Dai Sijie
In 1971, as Mao’s Cultural Revolution swept over China, shutting down universities and banishing “reactionary intellectuals” to the countryside, two teenage boys are sent to live on the remote and unforgiving mountain known as Phoenix in the Sky. Even though the knowledge the narrator and his best friend Luo had acquired in middle school was “precisely nil,” they are nevertheless considered dangerous intellectuals and forced to spend their days carrying buckets of excrement up and down the mountain to fertilize the fields. But when they bargain their way into obtaining a forbidden Balzac novel from their friend Four Eyes, a new and dizzyingly vast world opens up to them. Through Balzac, the narrator discovers “awakening desire, passion, impulsive action, love, all the subjects that had, until then, been hidden” [p. 57]. And when Luo falls in love with the beautiful Little Seamstress, life and literature come together in a passionate romance. Luo and the narrator plot to steal Four Eyes’ suitcase full of books both for their own pleasure and to transform the seamstress from a simple peasant into a sophisticated woman. Their success in doing so, and the unexpected consequences that follow, drive the novel to its stunning, heart-wrenching conclusion.
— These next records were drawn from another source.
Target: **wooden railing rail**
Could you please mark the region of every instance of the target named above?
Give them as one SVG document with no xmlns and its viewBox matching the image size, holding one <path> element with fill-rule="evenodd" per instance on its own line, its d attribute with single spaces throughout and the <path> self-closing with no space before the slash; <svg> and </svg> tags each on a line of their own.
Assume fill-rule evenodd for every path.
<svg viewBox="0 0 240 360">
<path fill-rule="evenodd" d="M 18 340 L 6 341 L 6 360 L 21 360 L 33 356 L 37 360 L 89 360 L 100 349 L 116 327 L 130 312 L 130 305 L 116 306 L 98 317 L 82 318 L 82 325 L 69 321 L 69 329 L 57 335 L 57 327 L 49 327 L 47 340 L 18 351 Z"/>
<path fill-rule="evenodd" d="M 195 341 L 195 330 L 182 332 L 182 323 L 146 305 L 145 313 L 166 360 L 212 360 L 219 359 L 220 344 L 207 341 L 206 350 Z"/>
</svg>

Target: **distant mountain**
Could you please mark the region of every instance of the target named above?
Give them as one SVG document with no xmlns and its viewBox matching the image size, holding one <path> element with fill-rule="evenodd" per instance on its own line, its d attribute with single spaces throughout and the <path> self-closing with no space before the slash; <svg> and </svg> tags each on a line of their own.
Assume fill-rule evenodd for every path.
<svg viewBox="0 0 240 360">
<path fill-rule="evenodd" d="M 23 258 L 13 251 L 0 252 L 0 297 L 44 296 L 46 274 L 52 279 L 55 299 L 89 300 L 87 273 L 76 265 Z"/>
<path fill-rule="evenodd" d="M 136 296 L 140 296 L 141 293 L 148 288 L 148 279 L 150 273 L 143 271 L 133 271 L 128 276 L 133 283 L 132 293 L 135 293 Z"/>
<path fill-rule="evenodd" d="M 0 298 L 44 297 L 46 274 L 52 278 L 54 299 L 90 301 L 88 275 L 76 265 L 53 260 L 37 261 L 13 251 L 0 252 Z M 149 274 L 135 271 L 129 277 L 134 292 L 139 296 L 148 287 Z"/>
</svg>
Part historical novel, part fable, part love story, Balzac and the Little Chinese Seamstress is a moving testament to the transformative power of literature.
Dai Sijie is a Chinese-born filmmaker and novelist who has lived and worked in France since 1984. His first novel, Balzac and the Little Chinese Seamstress, was an overnight sensation; it spent twenty-three weeks on the New York Times best-seller list.